June 1, 1993
The fall of the Saddam Hussein regime in Iraq has called on lenders to account for their funding decisions as never before. Only two decades ago, the prevailing wisdom held that loans to governments were the least likely to go sour because government guarantees eliminated commercial risk. Dictators, in other words, posed no more or less risk than anyone else.
According to Walter Wriston, the former chairman of Citicorp and a man described as “the intellectual author of overlending to developing countries,” the “country does not go bankrupt . . . Any country, however badly off, will ‘own’ more than it ‘owes.'” A view echoed today in creditors’ attitudes toward Iraq, a potentially rich country and one of the world’s second largest oil reserves.
During Wriston’s time, this attitude created the moral hazard that led creditors to suspend their normal risk judgment, culminating in the world’s most intractable debt crisis ever.
Today, while campaigners demand the cancellation of debts racked up by dictators like Hussein, who borrowed on the state’s credit card but not for its benefit, the issue of lender culpability is coming to the fore.
Papers such as “Dictatorship, Democracies and the Debt Crisis” written by Arvind K. Jain in 1988 and later published in 1993, were prescient. An associate professor of International Banking and Finance at Concordia University in Canada, Jain argues the concept of agency theory to demonstrate the likelihood of a debt crisis when borrowing decisions are made by corrupt agents, such as dictators, who are not subordinate to the state or accountable to their citizens.

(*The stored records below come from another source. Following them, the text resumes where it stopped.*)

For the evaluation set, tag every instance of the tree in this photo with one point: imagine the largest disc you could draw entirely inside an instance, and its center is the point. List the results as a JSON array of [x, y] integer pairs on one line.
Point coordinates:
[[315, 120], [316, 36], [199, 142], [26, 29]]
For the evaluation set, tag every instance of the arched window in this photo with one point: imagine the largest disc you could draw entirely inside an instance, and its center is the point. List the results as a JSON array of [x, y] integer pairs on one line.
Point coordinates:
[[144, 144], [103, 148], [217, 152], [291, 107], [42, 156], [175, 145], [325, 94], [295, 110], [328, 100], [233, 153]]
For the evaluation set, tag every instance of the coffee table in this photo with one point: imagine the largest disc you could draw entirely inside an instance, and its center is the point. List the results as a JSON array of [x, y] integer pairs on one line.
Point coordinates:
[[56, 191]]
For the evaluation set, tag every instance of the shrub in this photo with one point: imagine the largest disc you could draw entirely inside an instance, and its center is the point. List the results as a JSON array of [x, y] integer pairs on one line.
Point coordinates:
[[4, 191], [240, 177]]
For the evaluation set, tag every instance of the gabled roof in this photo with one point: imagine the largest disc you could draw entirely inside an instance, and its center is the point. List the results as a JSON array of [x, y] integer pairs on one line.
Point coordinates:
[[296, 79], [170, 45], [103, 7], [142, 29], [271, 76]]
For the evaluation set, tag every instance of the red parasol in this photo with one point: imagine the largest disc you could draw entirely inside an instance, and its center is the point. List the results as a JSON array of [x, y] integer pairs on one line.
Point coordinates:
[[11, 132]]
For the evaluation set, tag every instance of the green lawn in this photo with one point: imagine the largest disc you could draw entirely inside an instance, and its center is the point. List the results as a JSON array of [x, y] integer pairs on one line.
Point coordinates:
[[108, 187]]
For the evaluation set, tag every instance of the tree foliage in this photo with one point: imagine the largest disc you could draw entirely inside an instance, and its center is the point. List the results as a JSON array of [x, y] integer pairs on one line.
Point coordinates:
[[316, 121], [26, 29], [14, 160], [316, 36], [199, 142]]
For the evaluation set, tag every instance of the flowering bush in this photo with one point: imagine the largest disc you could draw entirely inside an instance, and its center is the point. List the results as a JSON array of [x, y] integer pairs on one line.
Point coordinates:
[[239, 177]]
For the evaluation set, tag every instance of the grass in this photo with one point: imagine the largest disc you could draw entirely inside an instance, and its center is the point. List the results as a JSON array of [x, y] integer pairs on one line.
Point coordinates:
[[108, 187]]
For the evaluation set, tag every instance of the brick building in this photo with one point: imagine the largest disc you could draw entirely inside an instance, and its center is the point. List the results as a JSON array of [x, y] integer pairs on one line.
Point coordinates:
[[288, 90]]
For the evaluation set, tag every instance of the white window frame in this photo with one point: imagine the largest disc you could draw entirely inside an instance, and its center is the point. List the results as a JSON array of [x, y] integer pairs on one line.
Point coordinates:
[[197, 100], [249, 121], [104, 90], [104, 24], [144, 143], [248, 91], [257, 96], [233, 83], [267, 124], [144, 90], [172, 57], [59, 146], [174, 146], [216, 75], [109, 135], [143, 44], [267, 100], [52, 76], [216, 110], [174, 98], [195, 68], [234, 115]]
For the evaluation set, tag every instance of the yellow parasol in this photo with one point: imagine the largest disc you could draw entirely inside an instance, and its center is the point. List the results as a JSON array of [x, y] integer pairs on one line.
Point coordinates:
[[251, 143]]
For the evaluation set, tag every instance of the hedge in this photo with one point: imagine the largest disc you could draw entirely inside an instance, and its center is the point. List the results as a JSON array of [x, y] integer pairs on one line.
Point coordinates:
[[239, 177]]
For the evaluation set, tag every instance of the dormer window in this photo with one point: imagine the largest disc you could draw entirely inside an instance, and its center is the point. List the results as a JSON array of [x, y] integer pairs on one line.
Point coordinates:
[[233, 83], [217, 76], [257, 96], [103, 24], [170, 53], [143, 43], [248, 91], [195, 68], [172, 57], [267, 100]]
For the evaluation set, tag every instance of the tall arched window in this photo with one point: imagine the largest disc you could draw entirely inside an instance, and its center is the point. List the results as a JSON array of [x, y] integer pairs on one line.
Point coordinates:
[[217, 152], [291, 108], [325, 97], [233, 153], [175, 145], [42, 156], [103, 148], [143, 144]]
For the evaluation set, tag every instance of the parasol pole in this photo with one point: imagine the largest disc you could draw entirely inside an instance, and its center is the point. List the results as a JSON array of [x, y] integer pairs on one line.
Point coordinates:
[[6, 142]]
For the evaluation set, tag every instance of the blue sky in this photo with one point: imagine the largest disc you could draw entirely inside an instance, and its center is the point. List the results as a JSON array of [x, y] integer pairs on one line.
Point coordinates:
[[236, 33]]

Jain likens the political system of a country to a principal-agent relationship, whereby political leaders act as agents of the population to manage the country’s resources, defining the principal, in this case, as the people. Writes Jain: “Few developing countries can be said to have political systems in which large sections of the principal are able to exercise genuine control over the behaviour of their agents . . . Whatever their route to power, leaders who acquire power without the support of large segments of the population do not feel any need to represent [their] interests.”
The most serious problem in such a relationship Jain warns, is that an agent will have an incentive, as well as opportunities, to allocate resources either for its own benefit, or for the benefit of its supporters. An agent with control of all government resources can appropriate the principal’s wealth either directly by way of corruption or indirectly by reallocating resources to favour its own supporters, he says.
The public can try to control the behaviour of the leaders through legal actions but leaders, on the other hand, can reduce the effectiveness of the public’s control because they, as agents, control all the national resources. The leaders may use the government apparatus to prevent the public from bringing about a change, violent or otherwise, of the leadership.
When the agent is a dictator, Jain says “the absolute income of the agent rises with the level of borrowings. In this situation, the constraints on the agent’s behaviour will come only from the creditors.”
A force of logic reinforced by the Doctrine of Odious Debts, shaped by legal scholar Alexander Sack more than 70 years ago, when he argued that creditors who extended loans to despotic powers without regard for the interests of the borrowing nation, in the knowledge that these funds would not be used for the benefit of the state, had committed a hostile act against the people and their claim to repayment, therefore, would be legally unenforceable.
In his analysis, Jain shows that “from the perspective of the external creditors, democracies are to be preferred to dictatorships.” Years later, Iraq proves his point.